DBSCAN is density-based clustering technique. It locates regions of high density that are seperated from one another by regions of low density. Density is estimated for a particular point in the data set by counting the number of points with a specified radius, Eps, of that point. [ 1 ]

The density-based approach allows us to classify a point as being three categories:

Core point: interior of a dense region.
Border point: on the edge of a dense region.
Noise point: sparsely occupied region.

Given the definition of core points, border points, and noise points, the basic DBSCAN algorithm finds the clusters with the following approach. Add two core points that are close enough, that is within a distance Eps of one another, are put in the same cluster. Likewise, any border point that is close enough to a core point is put in the same cluster as the core point. Noise points are discarded.
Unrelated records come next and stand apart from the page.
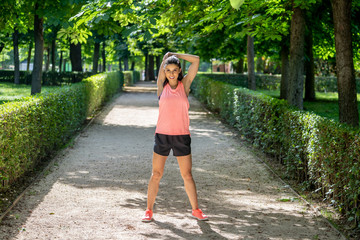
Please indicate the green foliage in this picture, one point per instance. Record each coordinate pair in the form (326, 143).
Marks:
(317, 152)
(48, 78)
(272, 82)
(34, 127)
(131, 77)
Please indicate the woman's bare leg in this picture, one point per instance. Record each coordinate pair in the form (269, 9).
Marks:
(158, 164)
(185, 164)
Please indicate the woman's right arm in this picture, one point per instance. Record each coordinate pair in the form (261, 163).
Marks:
(161, 79)
(161, 75)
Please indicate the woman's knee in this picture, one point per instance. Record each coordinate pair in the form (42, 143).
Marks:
(187, 176)
(156, 175)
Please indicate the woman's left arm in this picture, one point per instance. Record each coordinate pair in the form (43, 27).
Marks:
(193, 69)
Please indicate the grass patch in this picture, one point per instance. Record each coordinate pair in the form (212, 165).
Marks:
(11, 92)
(325, 105)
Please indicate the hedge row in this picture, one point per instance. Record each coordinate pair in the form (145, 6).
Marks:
(319, 153)
(34, 127)
(48, 78)
(272, 82)
(131, 77)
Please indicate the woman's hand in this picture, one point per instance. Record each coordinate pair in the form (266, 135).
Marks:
(168, 54)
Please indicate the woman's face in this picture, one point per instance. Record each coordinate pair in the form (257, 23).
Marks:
(172, 72)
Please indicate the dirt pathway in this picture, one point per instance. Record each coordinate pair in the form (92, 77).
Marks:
(97, 188)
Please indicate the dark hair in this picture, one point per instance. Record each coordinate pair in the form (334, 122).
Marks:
(173, 60)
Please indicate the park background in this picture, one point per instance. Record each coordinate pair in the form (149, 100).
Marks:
(303, 52)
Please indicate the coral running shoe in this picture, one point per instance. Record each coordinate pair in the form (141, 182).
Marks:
(147, 216)
(199, 215)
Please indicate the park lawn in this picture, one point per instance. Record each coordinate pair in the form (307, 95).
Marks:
(10, 91)
(326, 104)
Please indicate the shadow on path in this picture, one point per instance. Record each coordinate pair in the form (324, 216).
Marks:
(98, 188)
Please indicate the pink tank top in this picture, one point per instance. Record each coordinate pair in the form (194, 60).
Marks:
(173, 111)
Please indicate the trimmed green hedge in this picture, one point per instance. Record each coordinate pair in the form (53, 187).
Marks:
(272, 82)
(48, 78)
(34, 127)
(319, 153)
(131, 77)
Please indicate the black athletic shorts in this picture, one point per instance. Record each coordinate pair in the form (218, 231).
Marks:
(180, 144)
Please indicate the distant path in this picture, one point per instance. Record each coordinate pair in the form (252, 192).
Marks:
(97, 189)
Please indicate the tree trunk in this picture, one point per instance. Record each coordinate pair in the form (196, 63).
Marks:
(146, 67)
(151, 67)
(39, 54)
(96, 57)
(16, 57)
(297, 36)
(120, 65)
(309, 68)
(64, 66)
(158, 64)
(104, 57)
(75, 57)
(251, 64)
(348, 108)
(284, 86)
(47, 59)
(61, 60)
(126, 63)
(183, 67)
(259, 65)
(53, 51)
(29, 57)
(240, 66)
(2, 45)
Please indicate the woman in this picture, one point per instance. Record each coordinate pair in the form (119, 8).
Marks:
(172, 129)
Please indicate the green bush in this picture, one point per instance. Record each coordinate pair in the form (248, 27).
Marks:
(48, 78)
(317, 152)
(131, 77)
(34, 127)
(272, 82)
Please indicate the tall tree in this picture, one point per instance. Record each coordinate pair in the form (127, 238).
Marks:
(16, 57)
(75, 57)
(103, 54)
(309, 67)
(39, 52)
(297, 41)
(251, 63)
(284, 86)
(96, 57)
(348, 108)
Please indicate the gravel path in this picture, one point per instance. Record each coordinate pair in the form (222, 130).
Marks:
(97, 187)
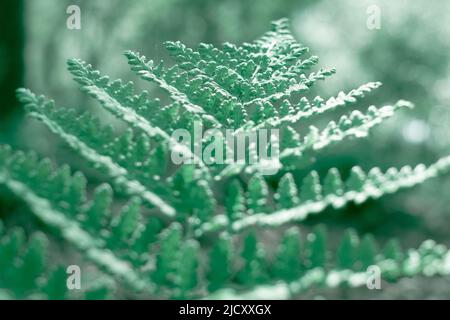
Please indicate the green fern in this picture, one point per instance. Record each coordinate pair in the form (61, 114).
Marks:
(192, 231)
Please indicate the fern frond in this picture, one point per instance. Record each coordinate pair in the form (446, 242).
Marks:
(430, 259)
(118, 99)
(358, 188)
(129, 171)
(25, 271)
(57, 198)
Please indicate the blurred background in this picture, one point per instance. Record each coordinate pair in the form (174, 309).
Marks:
(409, 54)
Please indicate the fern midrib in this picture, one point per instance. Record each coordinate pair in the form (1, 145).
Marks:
(74, 234)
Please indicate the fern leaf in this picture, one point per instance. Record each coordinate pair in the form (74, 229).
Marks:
(94, 147)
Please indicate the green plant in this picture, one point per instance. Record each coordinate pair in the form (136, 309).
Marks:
(177, 236)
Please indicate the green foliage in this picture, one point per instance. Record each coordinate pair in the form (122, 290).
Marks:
(178, 233)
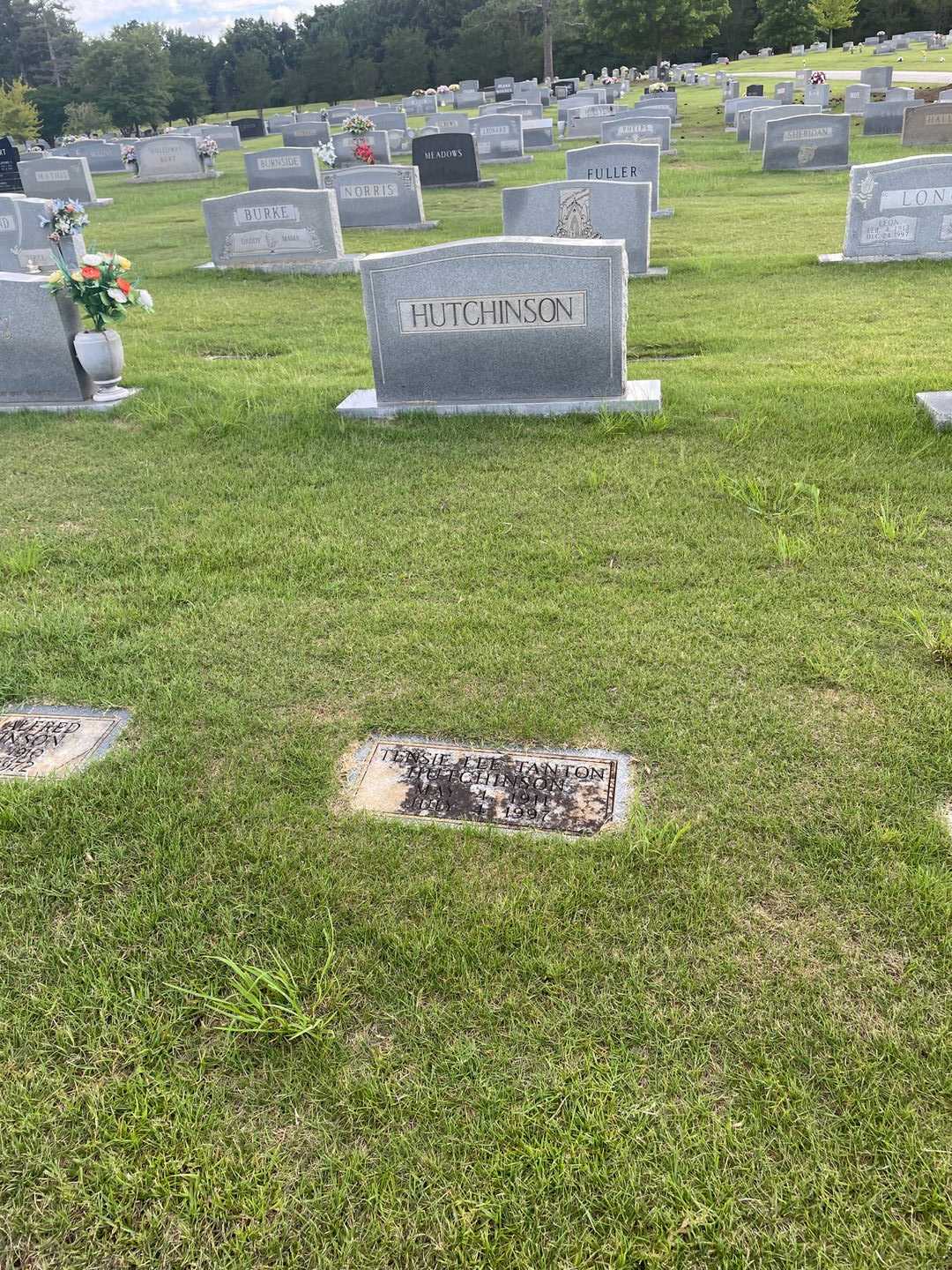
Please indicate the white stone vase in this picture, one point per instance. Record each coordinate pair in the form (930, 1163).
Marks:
(100, 355)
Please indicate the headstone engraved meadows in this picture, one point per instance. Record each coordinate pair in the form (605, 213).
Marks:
(55, 741)
(308, 135)
(378, 197)
(501, 325)
(620, 161)
(446, 161)
(172, 159)
(291, 168)
(103, 156)
(277, 231)
(11, 181)
(499, 138)
(809, 143)
(585, 210)
(928, 124)
(576, 793)
(68, 178)
(900, 210)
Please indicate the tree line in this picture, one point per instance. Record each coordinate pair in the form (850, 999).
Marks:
(147, 74)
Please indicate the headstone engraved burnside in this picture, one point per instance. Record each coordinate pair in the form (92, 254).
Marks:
(555, 791)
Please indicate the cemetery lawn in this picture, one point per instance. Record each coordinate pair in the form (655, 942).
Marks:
(715, 1039)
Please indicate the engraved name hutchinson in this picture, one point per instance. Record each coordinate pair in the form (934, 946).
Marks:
(492, 312)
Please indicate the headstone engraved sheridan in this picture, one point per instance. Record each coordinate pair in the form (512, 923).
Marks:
(900, 210)
(55, 741)
(554, 791)
(378, 197)
(277, 231)
(502, 325)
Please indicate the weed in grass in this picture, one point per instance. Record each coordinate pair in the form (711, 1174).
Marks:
(897, 526)
(937, 640)
(267, 1001)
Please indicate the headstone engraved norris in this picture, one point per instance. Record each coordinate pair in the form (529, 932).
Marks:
(378, 197)
(585, 210)
(900, 210)
(533, 325)
(55, 741)
(620, 161)
(554, 791)
(277, 231)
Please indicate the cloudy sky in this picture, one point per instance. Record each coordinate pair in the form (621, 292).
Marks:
(198, 17)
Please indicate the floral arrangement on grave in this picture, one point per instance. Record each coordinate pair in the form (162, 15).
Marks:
(101, 288)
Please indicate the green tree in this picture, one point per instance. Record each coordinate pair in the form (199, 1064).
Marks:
(834, 14)
(406, 60)
(657, 28)
(785, 23)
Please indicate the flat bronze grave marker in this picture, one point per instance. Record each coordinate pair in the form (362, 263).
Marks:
(55, 741)
(554, 791)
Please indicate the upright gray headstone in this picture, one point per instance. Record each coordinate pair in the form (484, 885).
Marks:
(499, 325)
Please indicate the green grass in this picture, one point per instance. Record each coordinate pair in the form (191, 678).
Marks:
(715, 1039)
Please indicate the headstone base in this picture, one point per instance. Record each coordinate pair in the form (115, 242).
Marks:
(66, 407)
(940, 407)
(641, 397)
(344, 265)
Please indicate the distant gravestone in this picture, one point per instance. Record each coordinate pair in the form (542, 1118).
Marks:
(55, 741)
(378, 197)
(499, 325)
(65, 178)
(899, 210)
(277, 231)
(928, 124)
(585, 210)
(809, 143)
(620, 161)
(446, 161)
(290, 168)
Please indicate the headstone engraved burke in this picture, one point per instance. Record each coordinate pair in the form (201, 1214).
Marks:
(900, 210)
(290, 168)
(378, 197)
(447, 159)
(576, 793)
(809, 143)
(499, 325)
(68, 178)
(585, 210)
(55, 741)
(620, 161)
(277, 231)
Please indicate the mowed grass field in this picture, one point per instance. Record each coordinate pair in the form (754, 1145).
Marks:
(718, 1038)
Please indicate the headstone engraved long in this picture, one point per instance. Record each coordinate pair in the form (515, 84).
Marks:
(447, 161)
(290, 168)
(926, 124)
(900, 210)
(620, 161)
(55, 741)
(172, 159)
(809, 143)
(65, 178)
(499, 325)
(378, 197)
(277, 231)
(499, 138)
(585, 210)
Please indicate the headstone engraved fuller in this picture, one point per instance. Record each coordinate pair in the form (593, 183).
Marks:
(532, 325)
(378, 197)
(900, 210)
(585, 210)
(277, 231)
(55, 741)
(620, 161)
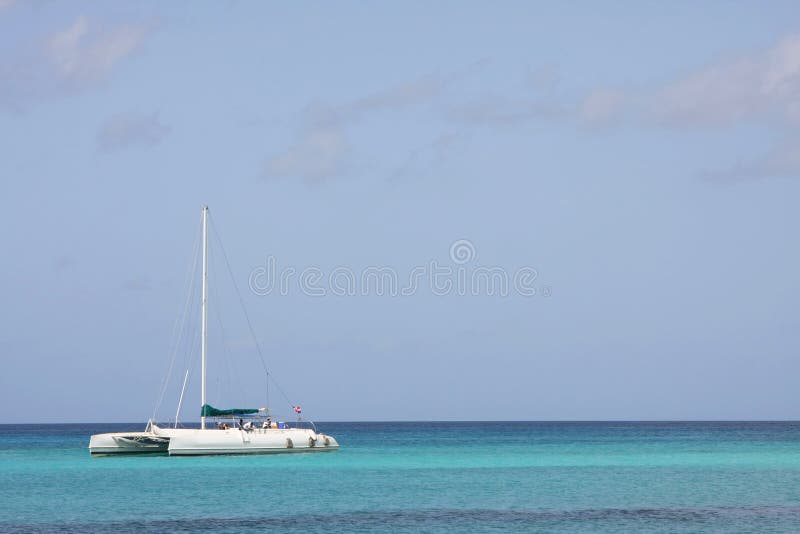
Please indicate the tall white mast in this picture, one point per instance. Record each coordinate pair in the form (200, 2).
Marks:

The formal sudo code of DBSCAN algorithm is as below.[ 1 ]

   
   
Basic DBSCAN algorithm
step 1: lable all pints as core, border, or noise points.
step 2: eliminate noise points.
step 3: put an edge between all core points that are within Eps of each other.
step 4: make each group of connected core points into a separate cluster.
step 5: assign each border point to one of the clusters of its associated core points.

References

[1] Introduction to Data Mining, Pang-Ning Tan, Michael Steinbach, Vipin Kumar, Published by Addison Wesley.

[2] Programming Collective Intelligence, Toby Segaran, First Edition, Published by O’ Reilly Media, Inc.